Participants responded to standardized questionnaires about demographics, and environmental, and familial risk factors using a predefined standard questionnaire.
Obesity (defined as body mass index [BMI] greater than 30) was significantly more prevalent in cases than controls (26.5% versus 19.26%, respectively, P = .03). Diabetes was also significantly more prevalent in cases than controls (18.5% versus 12.5%, respectively P = .003).
No differences were found between cases and controls in family history of any cancer, alcohol consumption, coffee drinking, or cigarette smoking.

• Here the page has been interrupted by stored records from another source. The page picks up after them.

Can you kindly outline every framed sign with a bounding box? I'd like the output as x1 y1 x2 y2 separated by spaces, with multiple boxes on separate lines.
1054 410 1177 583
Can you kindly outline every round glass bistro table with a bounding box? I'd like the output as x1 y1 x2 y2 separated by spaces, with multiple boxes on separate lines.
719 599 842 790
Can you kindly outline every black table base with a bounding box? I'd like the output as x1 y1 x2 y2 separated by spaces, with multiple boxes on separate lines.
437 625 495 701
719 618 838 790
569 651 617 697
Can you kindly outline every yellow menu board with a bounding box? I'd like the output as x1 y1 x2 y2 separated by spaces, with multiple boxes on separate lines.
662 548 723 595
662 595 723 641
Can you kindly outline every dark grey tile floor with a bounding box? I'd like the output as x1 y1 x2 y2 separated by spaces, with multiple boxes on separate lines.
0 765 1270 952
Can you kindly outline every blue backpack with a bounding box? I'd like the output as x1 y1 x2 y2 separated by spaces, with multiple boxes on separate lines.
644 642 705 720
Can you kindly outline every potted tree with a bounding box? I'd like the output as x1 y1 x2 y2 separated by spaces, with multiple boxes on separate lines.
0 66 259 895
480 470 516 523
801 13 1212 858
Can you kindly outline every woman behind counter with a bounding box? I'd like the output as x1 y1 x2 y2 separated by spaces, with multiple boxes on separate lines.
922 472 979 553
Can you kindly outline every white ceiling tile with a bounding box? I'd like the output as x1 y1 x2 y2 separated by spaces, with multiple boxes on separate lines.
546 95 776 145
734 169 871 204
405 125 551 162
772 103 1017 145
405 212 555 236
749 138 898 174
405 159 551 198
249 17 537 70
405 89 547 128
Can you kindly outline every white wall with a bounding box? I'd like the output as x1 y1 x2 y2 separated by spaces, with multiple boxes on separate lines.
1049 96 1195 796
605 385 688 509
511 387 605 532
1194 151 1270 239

Looking at previous medical history, only gallstone disease was strongly associated with PNET, but this was of borderline statistical significance (19.2% versus 13.2%, respectively, P = .06).
The investigators looked at previously uninvestigated potentially protective factors such as allergies (asthma, eczema, hay fever), and use of aspirin. None of these was significantly more prevalent in cases compared with controls.
Reproductive/hormonal factors were analyzed in 98 cases and 294 controls. None of these factors was significantly different in cases or controls.
Univariate regression analysis adjusted for age found that diabetes (P = .02), diabetes for more than 1 year (P = .002), obesity (P = .02), and previous gallstone disease (P = .04) were significant risk factors for PNET.
Multivariate logistic regression analysis confirmed diabetes as a significant risk factor (P = .009), and obesity and gallstone disease were of borderline significance (P = .09 and P = .07, respectively).
“The reported risk factors partially overlap with those reported for pancreatic adenocarcinoma, thus suggesting a possible organ-specific carcinogenic effect,” Dr Valente noted.